All together these approaches constitute an exciting challenge for interdisciplinary and socially relevant academic research, as is the aim of this project. We recognize that the term sacrifice refers to a profusion of views and practices, ranging from the actual sacrificing and killing of animals, people or oneself on behalf of a higher good (a deity, an ideal) to the substitute and symbolic sacrificing of crops and gifts. Although it is probably impossible to trace one essential characteristic that is shared by all views on sacrifice and by all sacrificial practices, there are networks of similarities, such as the ritual character of some sacrificial practices, the symbolic meanings of others, the way in which the loss implied in sacrifice is legitimized and assessed, or the gift-like character (in either a generous or economical sense) of sacrifice. In Beyond Sacred Violence: A Comparative Study of Violence (200B), Kathryn McCIymond has distinguished at least six approaches of (views on) sacrifice: as a dramatized myth, as an exchange or trade, as something people eat (a meal or cuisine), as a ritual without function, goal, or (symbolic) meaning (structuralism), as a gender-related issue, and as violence. McClymond, comparative scholar of religion, will be invited in the first phase of the project to elaborate on this approach and to elucidate its value for interdisciplinary and comparative religious research.
Approach / method
In this research project, we will approach the phenomenon of sacrifice from three foci, which enable us to deal with the questions concerning sacrifice in the context of modernity. And, conversely, these foci will provide room to discuss the issues raised by sacrifice and its specific religious connotations to and within modernity. Thematically selected, the three foci will each be addressed by a cluster of
authors who will tackle a particular theme jointly. Central to each cluster is a key narrative about a sacrifice from one of the great religious traditions. The authors are invited to react to this key narrative and to connect it, if possible, to a concrete case from either their own or a different religious tradition (depending on their own choice). There will be a number of meetings (at least two per cluster) in which the authors will discuss and comment on the individual contributions.

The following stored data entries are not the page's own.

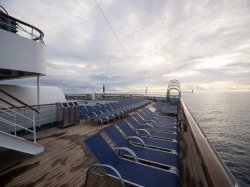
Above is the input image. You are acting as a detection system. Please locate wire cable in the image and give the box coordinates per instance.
[93,0,147,87]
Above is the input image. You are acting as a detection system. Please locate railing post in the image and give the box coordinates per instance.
[33,111,36,143]
[14,111,17,136]
[31,28,33,39]
[8,18,10,31]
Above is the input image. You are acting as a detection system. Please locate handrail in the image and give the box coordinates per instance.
[0,88,39,113]
[0,98,19,110]
[181,99,237,187]
[0,104,37,143]
[0,117,34,133]
[0,90,38,143]
[0,11,44,42]
[0,107,15,117]
[0,103,33,122]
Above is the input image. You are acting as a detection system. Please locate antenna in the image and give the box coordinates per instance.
[103,84,105,94]
[103,56,110,94]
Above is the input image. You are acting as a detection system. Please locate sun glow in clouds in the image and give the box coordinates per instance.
[194,54,236,70]
[162,71,199,78]
[48,60,87,69]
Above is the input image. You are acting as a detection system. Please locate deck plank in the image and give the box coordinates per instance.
[0,120,116,186]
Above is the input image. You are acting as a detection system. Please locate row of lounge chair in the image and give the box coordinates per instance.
[80,98,151,124]
[83,107,180,187]
[153,101,178,115]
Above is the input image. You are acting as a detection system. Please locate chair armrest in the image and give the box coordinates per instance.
[127,136,145,146]
[135,129,151,137]
[86,164,125,187]
[150,116,161,123]
[144,118,158,125]
[140,123,155,131]
[91,112,98,117]
[113,147,138,162]
[151,113,161,118]
[84,114,90,120]
[97,110,104,114]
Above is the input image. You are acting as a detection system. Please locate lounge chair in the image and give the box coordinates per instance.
[136,112,178,133]
[118,120,179,154]
[105,125,180,171]
[83,133,179,187]
[144,108,178,121]
[128,115,179,139]
[140,110,177,126]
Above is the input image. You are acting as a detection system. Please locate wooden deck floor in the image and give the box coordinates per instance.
[0,104,210,187]
[0,120,120,187]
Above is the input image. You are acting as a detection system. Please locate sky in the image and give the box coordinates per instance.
[1,0,250,93]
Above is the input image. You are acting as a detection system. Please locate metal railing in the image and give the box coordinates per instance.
[0,10,44,43]
[0,89,39,113]
[181,99,237,187]
[0,89,39,143]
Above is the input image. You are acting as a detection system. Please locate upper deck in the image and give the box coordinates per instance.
[0,11,45,80]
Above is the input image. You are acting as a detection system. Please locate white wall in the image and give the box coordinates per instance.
[0,29,45,75]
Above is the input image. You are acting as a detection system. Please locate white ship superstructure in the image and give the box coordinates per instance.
[0,9,64,155]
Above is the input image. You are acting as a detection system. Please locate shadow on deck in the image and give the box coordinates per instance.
[0,120,121,186]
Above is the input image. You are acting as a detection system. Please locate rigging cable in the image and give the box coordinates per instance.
[93,0,147,87]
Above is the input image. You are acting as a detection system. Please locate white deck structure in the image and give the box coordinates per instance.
[0,29,45,79]
[0,10,64,155]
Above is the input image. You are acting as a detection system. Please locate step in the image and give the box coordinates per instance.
[0,131,44,155]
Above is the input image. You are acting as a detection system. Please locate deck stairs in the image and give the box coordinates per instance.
[0,89,44,155]
[0,130,43,155]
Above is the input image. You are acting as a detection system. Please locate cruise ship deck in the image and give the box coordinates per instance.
[0,120,117,186]
[0,5,240,187]
[0,100,238,187]
[0,106,185,187]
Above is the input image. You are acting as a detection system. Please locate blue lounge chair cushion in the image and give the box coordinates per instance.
[129,116,179,140]
[127,115,178,135]
[118,120,179,154]
[83,133,179,187]
[105,125,180,170]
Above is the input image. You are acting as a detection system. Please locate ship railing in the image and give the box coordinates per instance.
[0,108,35,133]
[0,10,44,43]
[0,89,39,143]
[181,99,238,187]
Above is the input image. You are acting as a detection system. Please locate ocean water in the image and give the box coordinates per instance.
[182,92,250,186]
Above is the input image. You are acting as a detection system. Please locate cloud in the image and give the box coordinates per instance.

1. Sacrifice and Community
How do sacrifice and community relate to each other, (how) do they install each other? To what extent do sacrifices have either a community-forming and consolidating effect, or are they subverting community? To what extent does the sacrifice as cuisine have special meaning here? As a key narrative, or paradigmatic story, we will use (the description of) a sacrificial or reconciliation meal taken from one of the native African religions. Examples of cases that might be juxtaposed to this narrative are the liturgical practice of the Eucharist, and lars von Trier’s movie Breaking the Waves. We will ask the authors of the individual contributions to relate to the paradigmatic story of this cluster, or at least to formulate a response.
2. Sacrifice and Ritual
This perspective deals with the ritual, non-advantegous, and non-functional aspects of the sacrifice. We will pay special attention to the transformation of the Offertory in and through sacrifice. The key narrative, or paradigmatic story, will be a Hindu story about or a description of a sacrifice. Examples of a case that might be juxtaposed to this narrative is the Southern European bullfight, or a sacrificial ritual that raises the matter of dissipation, superfluity, or futility in the sacrifice. We will ask the authors of the individual contributions to relate to the paradigmatic story of this cluster, or at least to formulate a reaction.
3. Sacrifice and Identity
What is the meaning of sacrifice or self-sacrifice for the (de)construction of identity (obtaining an identity by losing it or letting go of it)? Special attention will be paid to gender identity and family ties. As a key narrative we will take the sacrifice of Abraham from the Qur’an. We will ask the authors of the contributions to relate to the paradigmatic story of this cluster, or at least to formulate a reaction.